Savenda Group
- BUSINESS, ZAMBIA

SAVENDA Group CEO Clever Mpoha Touts Innovation, Diversification in Business Success

When Clever Mpoha chose to launch a new company in 1997, his home nation of Zambia was struggling with an array of challenges.

Falling commodity prices, faltering electricity generation and the steady depreciation of Zambian currency (the kwacha) were depressing the infusion of foreign currency that tended to bolster the local economy.

Even though he was starting with the equivalent of just $1,000 USD, Mpoha made the bold decision to launch SAVENDA Management Services LTD in this dicey milieu. The economic situation might have stacked the deck against the success of any new enterprise.

However, Mpoha came at his challenge with the frank recognition and sober acknowledgement that his new company would face stiff headwinds. He remained determined to build a sustainable platform that would generate future revenues for his fellow citizens.

Certainly, Mpoha was keen on making a prosperous business — but his vision for uplifting Zambian businesses and people was consistent with his ambitions for achieving personal prosperity.

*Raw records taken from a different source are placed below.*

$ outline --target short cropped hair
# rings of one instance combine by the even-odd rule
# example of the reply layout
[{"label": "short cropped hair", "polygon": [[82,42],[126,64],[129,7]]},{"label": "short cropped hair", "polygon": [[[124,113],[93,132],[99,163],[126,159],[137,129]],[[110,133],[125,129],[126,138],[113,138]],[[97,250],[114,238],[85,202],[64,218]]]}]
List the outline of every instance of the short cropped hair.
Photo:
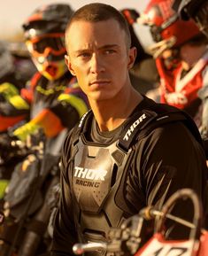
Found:
[{"label": "short cropped hair", "polygon": [[123,17],[121,12],[116,10],[114,7],[101,3],[86,4],[78,9],[72,15],[65,29],[66,49],[67,49],[67,31],[70,26],[74,21],[82,20],[89,22],[99,22],[99,21],[105,21],[111,19],[115,19],[119,23],[120,28],[124,30],[126,34],[127,47],[127,49],[129,49],[131,47],[131,35],[126,19]]}]

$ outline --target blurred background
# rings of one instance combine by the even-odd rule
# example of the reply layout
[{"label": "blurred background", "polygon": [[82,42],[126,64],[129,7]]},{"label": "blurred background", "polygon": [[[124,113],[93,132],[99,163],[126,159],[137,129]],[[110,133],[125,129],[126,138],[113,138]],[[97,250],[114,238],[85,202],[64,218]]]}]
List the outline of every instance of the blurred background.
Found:
[{"label": "blurred background", "polygon": [[[113,5],[119,10],[123,8],[135,9],[141,12],[148,3],[148,0],[72,0],[72,1],[53,1],[53,0],[5,0],[0,1],[0,40],[10,42],[23,41],[21,24],[25,19],[39,5],[52,3],[67,3],[73,10],[81,5],[100,2]],[[151,42],[148,29],[138,24],[135,29],[139,36],[141,43],[145,48]]]}]

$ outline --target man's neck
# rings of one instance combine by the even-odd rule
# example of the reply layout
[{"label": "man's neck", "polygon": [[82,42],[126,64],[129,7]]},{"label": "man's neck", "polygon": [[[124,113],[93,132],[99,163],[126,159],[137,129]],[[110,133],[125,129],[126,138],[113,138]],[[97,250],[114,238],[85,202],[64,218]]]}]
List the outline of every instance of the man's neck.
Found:
[{"label": "man's neck", "polygon": [[111,131],[121,125],[143,100],[134,88],[110,100],[90,101],[90,106],[101,131]]}]

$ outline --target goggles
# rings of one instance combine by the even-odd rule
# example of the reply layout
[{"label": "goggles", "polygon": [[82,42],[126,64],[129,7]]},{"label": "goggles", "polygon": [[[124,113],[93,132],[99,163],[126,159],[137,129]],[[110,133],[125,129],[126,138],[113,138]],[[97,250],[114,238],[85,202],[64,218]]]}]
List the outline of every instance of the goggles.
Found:
[{"label": "goggles", "polygon": [[49,50],[54,55],[65,52],[64,34],[48,34],[27,40],[26,43],[35,57],[48,55]]}]

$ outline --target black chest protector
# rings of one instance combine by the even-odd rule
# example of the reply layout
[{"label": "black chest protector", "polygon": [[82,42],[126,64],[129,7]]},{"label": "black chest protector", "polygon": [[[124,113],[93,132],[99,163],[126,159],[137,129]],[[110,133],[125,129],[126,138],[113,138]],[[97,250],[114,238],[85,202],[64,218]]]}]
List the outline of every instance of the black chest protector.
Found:
[{"label": "black chest protector", "polygon": [[127,120],[119,139],[104,146],[86,139],[92,112],[82,117],[73,134],[74,161],[70,177],[74,219],[82,241],[105,241],[110,228],[120,226],[125,219],[135,213],[123,192],[135,152],[133,145],[155,128],[173,121],[187,124],[200,142],[193,121],[175,109],[163,114],[150,109],[137,112]]}]

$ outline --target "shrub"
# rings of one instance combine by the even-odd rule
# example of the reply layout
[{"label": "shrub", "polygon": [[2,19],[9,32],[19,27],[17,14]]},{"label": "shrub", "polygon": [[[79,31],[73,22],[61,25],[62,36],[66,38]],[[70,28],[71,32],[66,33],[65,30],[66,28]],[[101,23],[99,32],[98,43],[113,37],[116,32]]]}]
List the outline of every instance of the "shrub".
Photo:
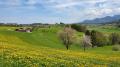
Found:
[{"label": "shrub", "polygon": [[101,46],[106,45],[107,42],[108,42],[107,38],[106,38],[106,36],[103,33],[97,32],[95,30],[91,31],[91,43],[92,43],[92,47],[94,47],[94,46],[101,47]]},{"label": "shrub", "polygon": [[65,27],[62,31],[59,32],[59,37],[67,50],[69,49],[69,46],[73,43],[74,33],[75,31],[70,27]]},{"label": "shrub", "polygon": [[79,32],[85,32],[87,30],[86,26],[78,25],[78,24],[72,24],[71,28],[73,28],[73,29],[75,29],[76,31],[79,31]]},{"label": "shrub", "polygon": [[118,33],[112,33],[109,36],[109,41],[112,45],[120,43],[120,35]]},{"label": "shrub", "polygon": [[112,50],[113,51],[120,51],[120,45],[114,45]]}]

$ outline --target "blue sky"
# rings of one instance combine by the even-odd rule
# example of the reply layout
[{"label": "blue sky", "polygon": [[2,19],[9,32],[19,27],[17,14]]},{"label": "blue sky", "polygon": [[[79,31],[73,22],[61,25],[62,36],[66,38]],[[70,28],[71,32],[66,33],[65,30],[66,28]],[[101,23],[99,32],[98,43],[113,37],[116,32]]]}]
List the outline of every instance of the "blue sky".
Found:
[{"label": "blue sky", "polygon": [[0,22],[74,23],[120,14],[120,0],[0,0]]}]

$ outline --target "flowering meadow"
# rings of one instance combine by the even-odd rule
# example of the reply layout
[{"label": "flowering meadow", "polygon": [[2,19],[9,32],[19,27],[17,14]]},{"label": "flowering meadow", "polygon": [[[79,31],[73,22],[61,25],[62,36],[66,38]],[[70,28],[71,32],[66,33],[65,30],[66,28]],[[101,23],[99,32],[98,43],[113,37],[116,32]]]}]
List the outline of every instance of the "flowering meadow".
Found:
[{"label": "flowering meadow", "polygon": [[120,56],[0,45],[0,67],[119,67]]}]

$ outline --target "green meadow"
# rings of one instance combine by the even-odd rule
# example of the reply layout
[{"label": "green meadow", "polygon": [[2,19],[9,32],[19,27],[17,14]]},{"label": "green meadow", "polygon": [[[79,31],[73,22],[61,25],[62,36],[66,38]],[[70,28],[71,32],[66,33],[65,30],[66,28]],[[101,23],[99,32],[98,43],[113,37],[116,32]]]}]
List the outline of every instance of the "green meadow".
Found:
[{"label": "green meadow", "polygon": [[[0,67],[120,67],[120,51],[112,46],[87,48],[80,43],[66,50],[58,37],[61,26],[39,28],[31,33],[16,32],[17,27],[0,27]],[[113,26],[88,26],[109,35],[120,32]],[[82,38],[82,32],[76,37]]]}]

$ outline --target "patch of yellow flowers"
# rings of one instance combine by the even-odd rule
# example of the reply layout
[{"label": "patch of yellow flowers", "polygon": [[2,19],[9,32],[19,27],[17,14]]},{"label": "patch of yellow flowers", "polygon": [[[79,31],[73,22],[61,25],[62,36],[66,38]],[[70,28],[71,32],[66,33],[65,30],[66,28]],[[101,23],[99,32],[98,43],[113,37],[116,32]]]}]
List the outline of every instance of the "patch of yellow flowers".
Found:
[{"label": "patch of yellow flowers", "polygon": [[0,45],[0,67],[120,67],[120,56]]}]

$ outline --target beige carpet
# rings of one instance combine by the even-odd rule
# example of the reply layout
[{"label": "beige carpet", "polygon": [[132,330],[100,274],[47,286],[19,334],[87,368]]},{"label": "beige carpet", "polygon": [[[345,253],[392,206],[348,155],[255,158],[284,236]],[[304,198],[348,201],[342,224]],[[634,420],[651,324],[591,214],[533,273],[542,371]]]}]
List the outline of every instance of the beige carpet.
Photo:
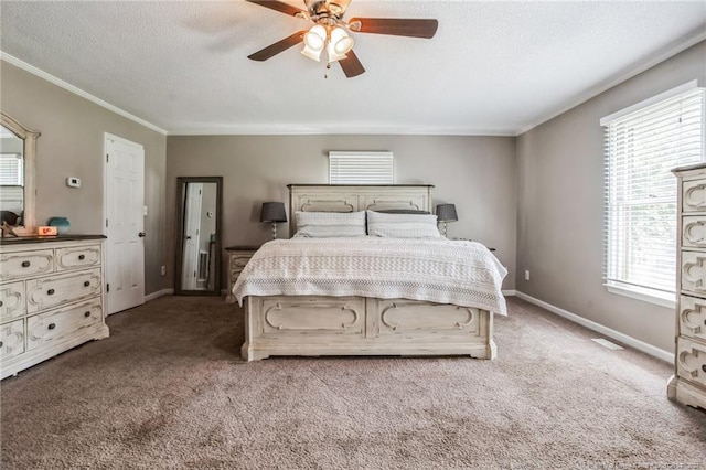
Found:
[{"label": "beige carpet", "polygon": [[2,382],[2,469],[706,468],[668,364],[509,300],[494,361],[246,363],[240,310],[163,297]]}]

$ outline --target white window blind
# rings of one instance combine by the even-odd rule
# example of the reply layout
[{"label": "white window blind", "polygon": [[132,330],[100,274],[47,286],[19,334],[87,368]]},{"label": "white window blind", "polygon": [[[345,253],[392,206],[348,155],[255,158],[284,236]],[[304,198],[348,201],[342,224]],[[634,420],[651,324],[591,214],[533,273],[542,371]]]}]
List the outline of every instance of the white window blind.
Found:
[{"label": "white window blind", "polygon": [[393,152],[329,152],[330,184],[393,182]]},{"label": "white window blind", "polygon": [[0,153],[0,185],[24,185],[24,165],[19,153]]},{"label": "white window blind", "polygon": [[[668,298],[676,284],[676,179],[704,160],[704,88],[601,120],[607,286]],[[666,297],[665,297],[666,295]]]}]

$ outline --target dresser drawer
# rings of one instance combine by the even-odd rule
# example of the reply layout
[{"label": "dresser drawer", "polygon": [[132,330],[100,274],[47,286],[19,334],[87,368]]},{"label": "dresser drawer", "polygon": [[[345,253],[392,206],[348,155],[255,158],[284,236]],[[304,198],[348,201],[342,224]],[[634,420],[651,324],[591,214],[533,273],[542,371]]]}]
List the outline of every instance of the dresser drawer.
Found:
[{"label": "dresser drawer", "polygon": [[54,250],[38,249],[0,255],[0,281],[54,271]]},{"label": "dresser drawer", "polygon": [[26,311],[34,313],[60,303],[100,293],[100,268],[26,281]]},{"label": "dresser drawer", "polygon": [[676,344],[676,372],[680,377],[706,387],[706,344],[680,338]]},{"label": "dresser drawer", "polygon": [[706,181],[703,178],[682,184],[682,211],[706,211]]},{"label": "dresser drawer", "polygon": [[72,246],[56,249],[56,271],[100,266],[100,245]]},{"label": "dresser drawer", "polygon": [[706,253],[682,252],[682,290],[706,296]]},{"label": "dresser drawer", "polygon": [[0,327],[0,357],[14,357],[24,352],[24,320]]},{"label": "dresser drawer", "polygon": [[706,344],[706,299],[682,296],[678,319],[680,335],[692,337]]},{"label": "dresser drawer", "polygon": [[0,286],[0,322],[24,314],[24,282]]},{"label": "dresser drawer", "polygon": [[682,246],[706,248],[706,215],[682,218]]},{"label": "dresser drawer", "polygon": [[65,307],[26,319],[26,349],[81,334],[81,330],[103,321],[100,299]]}]

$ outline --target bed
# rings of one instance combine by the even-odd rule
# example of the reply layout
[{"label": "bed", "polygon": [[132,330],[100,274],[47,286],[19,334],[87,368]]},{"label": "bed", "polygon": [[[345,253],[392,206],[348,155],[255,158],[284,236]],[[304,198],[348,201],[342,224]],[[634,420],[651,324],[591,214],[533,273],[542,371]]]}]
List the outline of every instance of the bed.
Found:
[{"label": "bed", "polygon": [[[431,212],[434,186],[290,184],[288,188],[290,234],[297,234],[300,227],[295,214],[298,211],[329,214],[399,210]],[[370,223],[371,213],[367,214]],[[501,291],[506,270],[482,245],[446,238],[295,238],[266,243],[233,287],[234,298],[243,305],[245,312],[245,343],[242,348],[245,360],[272,355],[495,357],[493,314],[506,313]],[[333,249],[330,246],[336,247],[335,256],[318,252]],[[363,252],[368,248],[377,256],[370,255],[365,259]],[[428,253],[430,258],[418,261],[408,255],[415,250],[418,255]],[[473,263],[482,265],[479,274],[470,276],[478,281],[466,277],[456,279],[453,285],[449,277],[448,282],[437,282],[437,288],[420,292],[425,289],[419,289],[415,279],[434,279],[436,276],[439,280],[448,276],[448,273],[437,271],[438,265],[443,265],[438,260],[458,257],[457,253],[468,255],[469,259],[475,260]],[[301,263],[303,259],[306,263]],[[311,279],[311,273],[328,271],[312,268],[304,275],[295,273],[299,264],[319,268],[342,266],[341,273],[356,281],[335,279],[333,282],[333,275],[332,279]],[[399,281],[398,285],[383,288],[375,282],[379,273],[391,269],[410,274],[403,276],[405,282]],[[456,271],[461,277],[471,273],[463,266],[453,269],[453,276],[457,276]],[[334,289],[329,286],[332,284],[335,284]],[[438,288],[447,284],[451,287]],[[303,285],[303,290],[297,285]]]}]

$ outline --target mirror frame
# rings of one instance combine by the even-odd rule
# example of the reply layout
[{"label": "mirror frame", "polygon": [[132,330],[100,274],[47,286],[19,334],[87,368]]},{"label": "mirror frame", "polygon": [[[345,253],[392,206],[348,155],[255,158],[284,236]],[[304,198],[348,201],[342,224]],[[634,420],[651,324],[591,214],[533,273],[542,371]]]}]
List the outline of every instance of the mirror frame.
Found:
[{"label": "mirror frame", "polygon": [[[216,183],[216,242],[214,248],[215,278],[212,290],[188,290],[181,288],[182,254],[184,245],[184,197],[186,183]],[[221,226],[223,214],[223,177],[176,177],[176,244],[174,245],[174,295],[175,296],[220,296],[221,295]]]},{"label": "mirror frame", "polygon": [[24,140],[23,225],[14,227],[14,232],[18,235],[34,235],[36,233],[36,139],[39,139],[41,132],[22,126],[4,111],[0,111],[0,124]]}]

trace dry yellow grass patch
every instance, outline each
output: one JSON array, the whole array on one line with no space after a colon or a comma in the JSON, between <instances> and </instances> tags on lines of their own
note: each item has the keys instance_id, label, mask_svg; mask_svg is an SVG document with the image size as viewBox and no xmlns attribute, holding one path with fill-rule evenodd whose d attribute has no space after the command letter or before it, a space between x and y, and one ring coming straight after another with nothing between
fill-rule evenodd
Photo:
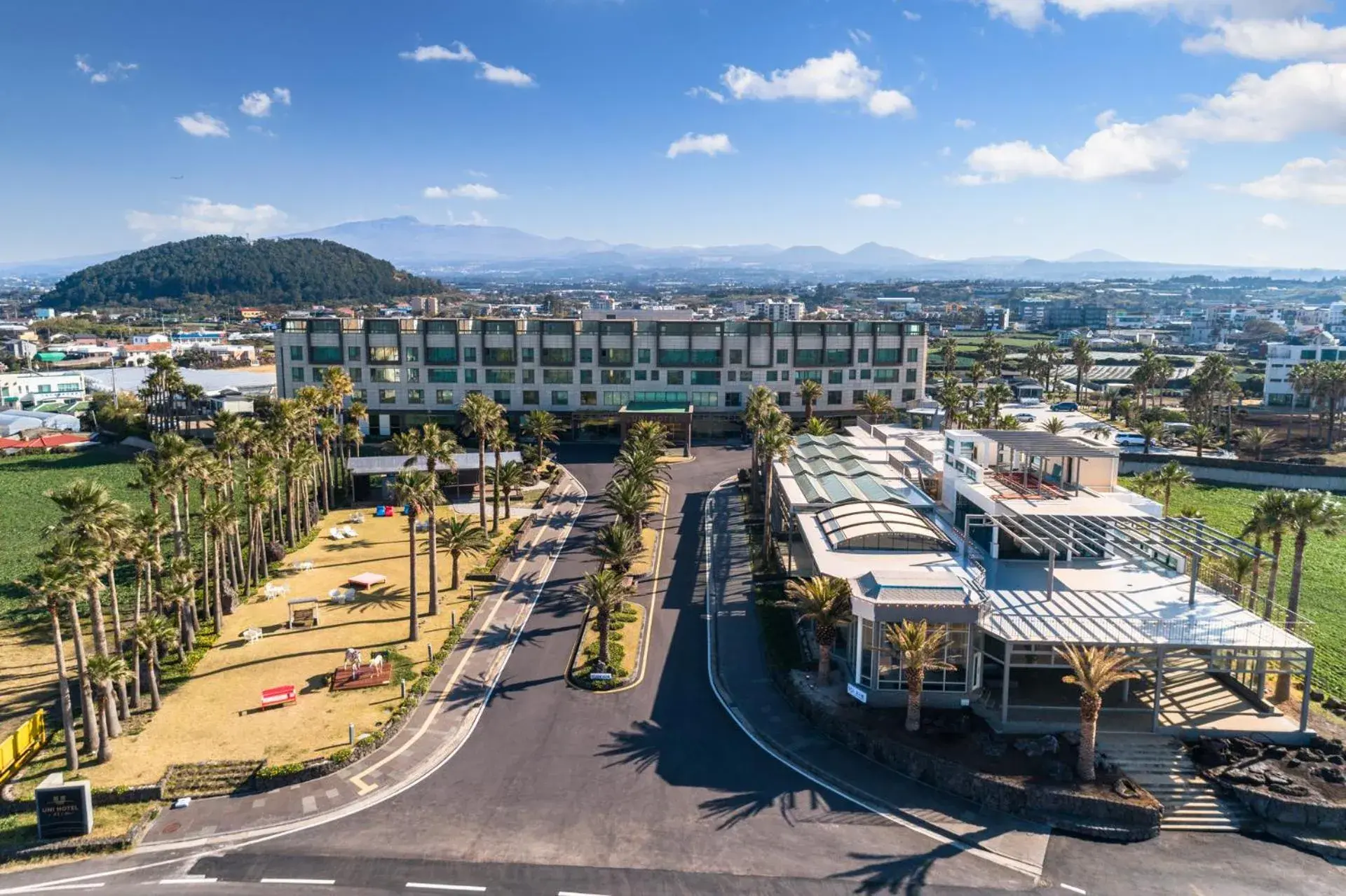
<instances>
[{"instance_id":1,"label":"dry yellow grass patch","mask_svg":"<svg viewBox=\"0 0 1346 896\"><path fill-rule=\"evenodd\" d=\"M396 685L331 693L326 677L342 665L347 647L365 659L385 648L406 654L417 670L427 661L427 644L439 648L450 628L450 613L462 613L470 583L448 591L451 558L440 553L440 613L425 616L429 558L425 534L417 533L417 591L420 640L408 643L408 531L405 517L378 518L365 510L365 522L353 523L359 538L332 541L327 530L346 525L351 511L330 514L311 545L285 560L310 560L315 568L287 572L277 580L289 595L264 601L253 597L225 618L223 635L197 666L191 679L164 698L163 709L136 735L114 741L116 755L105 766L89 766L97 786L157 780L172 763L207 759L267 759L271 763L302 761L326 756L347 745L347 725L357 735L370 732L398 700ZM451 515L440 509L441 519ZM502 537L507 533L502 529ZM471 568L463 557L460 573ZM388 576L385 585L359 593L355 603L332 604L327 592L343 587L350 576L376 572ZM320 624L287 630L287 601L318 597ZM245 628L265 635L246 643ZM258 709L261 690L295 685L299 700L289 706Z\"/></svg>"}]
</instances>

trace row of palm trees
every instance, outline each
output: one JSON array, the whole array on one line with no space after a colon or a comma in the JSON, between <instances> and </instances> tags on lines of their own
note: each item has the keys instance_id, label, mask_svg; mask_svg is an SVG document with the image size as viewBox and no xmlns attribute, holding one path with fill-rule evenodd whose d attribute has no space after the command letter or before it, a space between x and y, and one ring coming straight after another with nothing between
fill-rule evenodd
<instances>
[{"instance_id":1,"label":"row of palm trees","mask_svg":"<svg viewBox=\"0 0 1346 896\"><path fill-rule=\"evenodd\" d=\"M598 628L594 669L599 673L607 671L612 662L612 616L635 593L629 574L645 546L642 531L654 510L658 484L669 476L661 460L668 447L668 431L662 424L651 420L633 424L614 461L615 475L603 490L600 503L615 519L595 533L590 553L599 566L584 573L579 585L580 595L594 609Z\"/></svg>"}]
</instances>

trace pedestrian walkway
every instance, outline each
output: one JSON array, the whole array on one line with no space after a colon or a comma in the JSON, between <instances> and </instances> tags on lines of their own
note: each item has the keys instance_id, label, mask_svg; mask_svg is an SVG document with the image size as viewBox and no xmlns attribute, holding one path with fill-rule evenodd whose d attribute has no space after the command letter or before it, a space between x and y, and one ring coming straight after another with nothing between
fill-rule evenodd
<instances>
[{"instance_id":1,"label":"pedestrian walkway","mask_svg":"<svg viewBox=\"0 0 1346 896\"><path fill-rule=\"evenodd\" d=\"M261 837L347 815L411 787L447 761L475 728L586 498L579 482L567 475L524 533L517 558L482 600L425 698L388 744L326 778L168 810L145 834L141 852Z\"/></svg>"},{"instance_id":2,"label":"pedestrian walkway","mask_svg":"<svg viewBox=\"0 0 1346 896\"><path fill-rule=\"evenodd\" d=\"M711 492L705 514L711 683L767 752L896 823L1039 874L1050 829L995 813L905 778L820 733L771 682L752 596L752 562L736 490Z\"/></svg>"}]
</instances>

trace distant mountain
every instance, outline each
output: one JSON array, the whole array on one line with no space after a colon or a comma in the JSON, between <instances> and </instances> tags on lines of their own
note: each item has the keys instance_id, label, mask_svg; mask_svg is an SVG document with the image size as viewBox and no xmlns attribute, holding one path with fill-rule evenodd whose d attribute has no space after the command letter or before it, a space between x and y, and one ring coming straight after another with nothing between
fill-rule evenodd
<instances>
[{"instance_id":1,"label":"distant mountain","mask_svg":"<svg viewBox=\"0 0 1346 896\"><path fill-rule=\"evenodd\" d=\"M1069 258L1062 258L1061 264L1079 264L1079 262L1097 262L1097 261L1125 261L1129 262L1131 258L1119 256L1116 252L1108 252L1106 249L1090 249L1089 252L1077 252Z\"/></svg>"},{"instance_id":2,"label":"distant mountain","mask_svg":"<svg viewBox=\"0 0 1346 896\"><path fill-rule=\"evenodd\" d=\"M338 242L198 237L78 270L43 297L52 308L168 303L299 304L439 292Z\"/></svg>"}]
</instances>

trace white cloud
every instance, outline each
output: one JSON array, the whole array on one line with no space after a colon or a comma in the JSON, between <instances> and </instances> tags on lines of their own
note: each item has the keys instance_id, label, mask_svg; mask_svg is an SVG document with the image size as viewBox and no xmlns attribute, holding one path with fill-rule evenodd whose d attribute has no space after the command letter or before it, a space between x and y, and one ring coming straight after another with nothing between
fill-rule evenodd
<instances>
[{"instance_id":1,"label":"white cloud","mask_svg":"<svg viewBox=\"0 0 1346 896\"><path fill-rule=\"evenodd\" d=\"M269 233L284 226L287 218L276 206L234 206L188 198L178 214L128 211L127 226L140 231L145 239L157 239L164 235Z\"/></svg>"},{"instance_id":2,"label":"white cloud","mask_svg":"<svg viewBox=\"0 0 1346 896\"><path fill-rule=\"evenodd\" d=\"M1300 133L1346 130L1346 63L1302 62L1268 78L1245 74L1226 93L1184 113L1133 124L1106 112L1096 125L1098 130L1065 159L1023 140L981 147L968 156L973 174L961 183L1174 174L1186 168L1194 141L1280 143Z\"/></svg>"},{"instance_id":3,"label":"white cloud","mask_svg":"<svg viewBox=\"0 0 1346 896\"><path fill-rule=\"evenodd\" d=\"M178 116L178 126L192 137L227 137L229 125L205 112L194 112L190 116Z\"/></svg>"},{"instance_id":4,"label":"white cloud","mask_svg":"<svg viewBox=\"0 0 1346 896\"><path fill-rule=\"evenodd\" d=\"M686 91L689 97L705 97L713 102L724 102L724 94L717 90L711 90L709 87L692 87Z\"/></svg>"},{"instance_id":5,"label":"white cloud","mask_svg":"<svg viewBox=\"0 0 1346 896\"><path fill-rule=\"evenodd\" d=\"M1296 159L1277 174L1238 184L1238 190L1259 199L1346 206L1346 159Z\"/></svg>"},{"instance_id":6,"label":"white cloud","mask_svg":"<svg viewBox=\"0 0 1346 896\"><path fill-rule=\"evenodd\" d=\"M415 62L476 62L476 54L463 46L462 40L455 40L450 47L433 43L428 47L416 47L397 54L402 59Z\"/></svg>"},{"instance_id":7,"label":"white cloud","mask_svg":"<svg viewBox=\"0 0 1346 896\"><path fill-rule=\"evenodd\" d=\"M900 209L902 202L898 199L890 199L878 192L861 192L855 199L849 200L856 209Z\"/></svg>"},{"instance_id":8,"label":"white cloud","mask_svg":"<svg viewBox=\"0 0 1346 896\"><path fill-rule=\"evenodd\" d=\"M899 90L880 90L882 73L860 65L851 50L806 59L797 69L777 69L762 75L744 66L730 66L720 81L735 100L810 100L857 102L874 116L910 113L911 101Z\"/></svg>"},{"instance_id":9,"label":"white cloud","mask_svg":"<svg viewBox=\"0 0 1346 896\"><path fill-rule=\"evenodd\" d=\"M533 86L533 75L524 74L513 66L493 66L489 62L483 62L482 70L476 74L476 77L495 83L507 83L511 87Z\"/></svg>"},{"instance_id":10,"label":"white cloud","mask_svg":"<svg viewBox=\"0 0 1346 896\"><path fill-rule=\"evenodd\" d=\"M690 130L669 144L665 153L669 159L677 159L692 152L707 156L717 156L724 152L734 152L734 144L728 135L723 133L692 133Z\"/></svg>"},{"instance_id":11,"label":"white cloud","mask_svg":"<svg viewBox=\"0 0 1346 896\"><path fill-rule=\"evenodd\" d=\"M136 62L113 62L109 63L106 69L98 71L92 65L89 65L89 57L78 55L75 57L75 69L82 74L89 75L89 83L108 83L109 81L120 81L127 77L128 71L135 71L140 65Z\"/></svg>"},{"instance_id":12,"label":"white cloud","mask_svg":"<svg viewBox=\"0 0 1346 896\"><path fill-rule=\"evenodd\" d=\"M1245 59L1346 59L1346 27L1308 19L1218 20L1214 31L1183 40L1187 52L1228 52Z\"/></svg>"}]
</instances>

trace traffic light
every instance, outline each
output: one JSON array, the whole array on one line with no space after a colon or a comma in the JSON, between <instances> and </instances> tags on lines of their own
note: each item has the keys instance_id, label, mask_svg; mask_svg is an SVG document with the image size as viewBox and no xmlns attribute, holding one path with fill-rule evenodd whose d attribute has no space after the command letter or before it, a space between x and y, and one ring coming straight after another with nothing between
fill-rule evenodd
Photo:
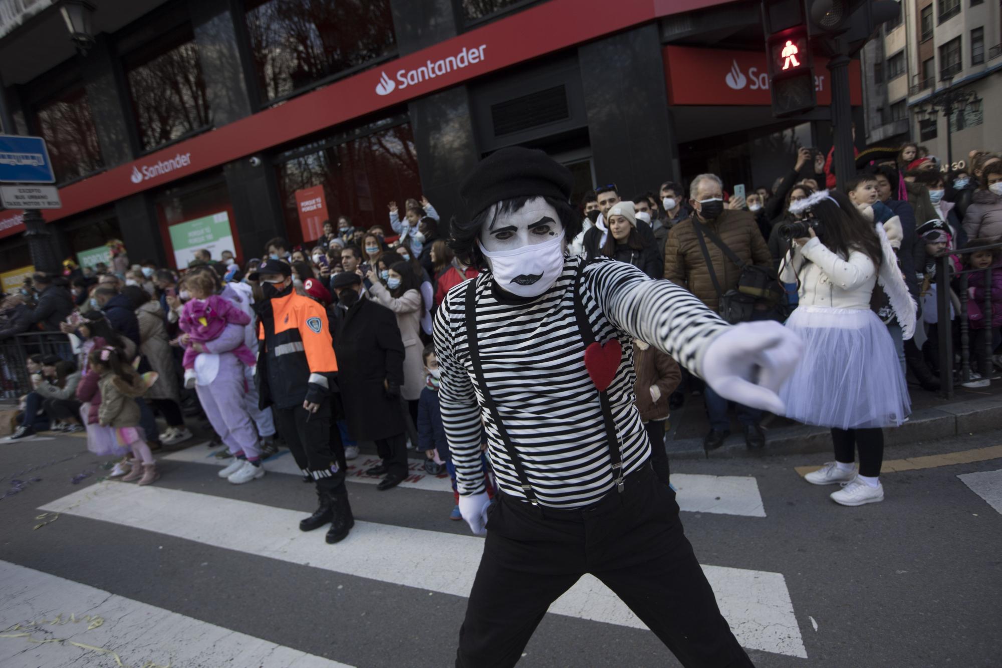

Mpoha said that, “since, day one,” his goal was to “serve the people” and deliver practical solutions that went straight to the heart of African economic problems.

This business philosophy is reflected in the name of his company. SAVENDA stands for, “Save Nations, Develop Africa.” This core value still informs the essential corporate culture of SAVENDA Group today, more than 20 years later. Today it’s a thriving and multifaceted logistics and supply management enterprise that is generating $300 million in annual revenue.

The first transaction of SAVENDA was small but deeply informative for Mpoha. The thousand dollars he and his wife had cobbled together was used to buy and resell mobile phones. They deemed the product “attractive” because it represented an anti-magnetic wave device. Mpoha had anticipated the importance for African nations to skip the landline stage of development so that citizens could springboard directly to the digital age.

Mpoha made a profit on the phone sales. However, he recognized that the money he made needed to be immediately re-invested. Already thinking in a multi-layered fashion, that meant moving beyond just buying more phones for resale. Mpoha wanted to diversify rapidly.

Drawing from insights he had developed working for Barloworld, a large industrial supply firm, Mpoha’s instincts (based on practical knowledge) led him to consider the broad area of the private and public supply of goods and services.

At the time, both government and private enterprise entities were outraged in finding themselves mired in a widespread and increasingly untenable situation. Most suppliers of products and services were not delivering products of high quality and even fewer of them were delivering on time.

Clever Mpoha saw an opportunity in this situation. He knew that an entrepreneur who could provide solutions to difficult problems was an entrepreneur in a position to make a lot of money.

He began making bids on tenders available from both government and private operators. The results were swift. With hard work, the start-up SAVENDA company was landing contracts due to a stable reputation.

Mpoha called his entry into the mining sector his first significant diversification. In the late 1990s, the mining industry was booming in Zambia — but with their growth came significant growing pains, such as the challenge of efficient supply management.

To address this need, Mpoha sought out relationships with parties from other nations. The process was not always smooth, not always straightforward or without dozens of small obstacles to overcome.

However, solving these issues is what a supply and logistics company gets paid to do. If one can do it well, clients will pay well. Mpoha understood that. He was determined that SAVENDA Group would be a company that solved tough problems.

Through relentless hard work, he made it happen.

As Mpoha was delving into supply chain issues and finding innovative ways to unclog the numerous snags that crop up in complex processes, he learned that it bolstered his own effort to go after both high-paying and low-paying contracts. The latter is another element that’s fundamental to Mpoha -– the concept of diversification.

In his recent autobiography, Mpoha names diversification as a critical element of risk management. On the outside, it’s not a difficult concept to comprehend, he said. Just think of that old adage: “Don’t place all your eggs in one basket. Portfolio and business diversification are very important in risk management.”

He said further:

“Our investments are not just limited to business but include bonds, real estate, land and hard cash. I believe that, as a businessperson, you need to avoid surprises at all costs.”

While Clever Mpoha kept a laser-like focus on what he felt he needed to do to nurture SAVENDA Group in those early days of getting established, he readily acknowledges that demands within the country contributed to his success.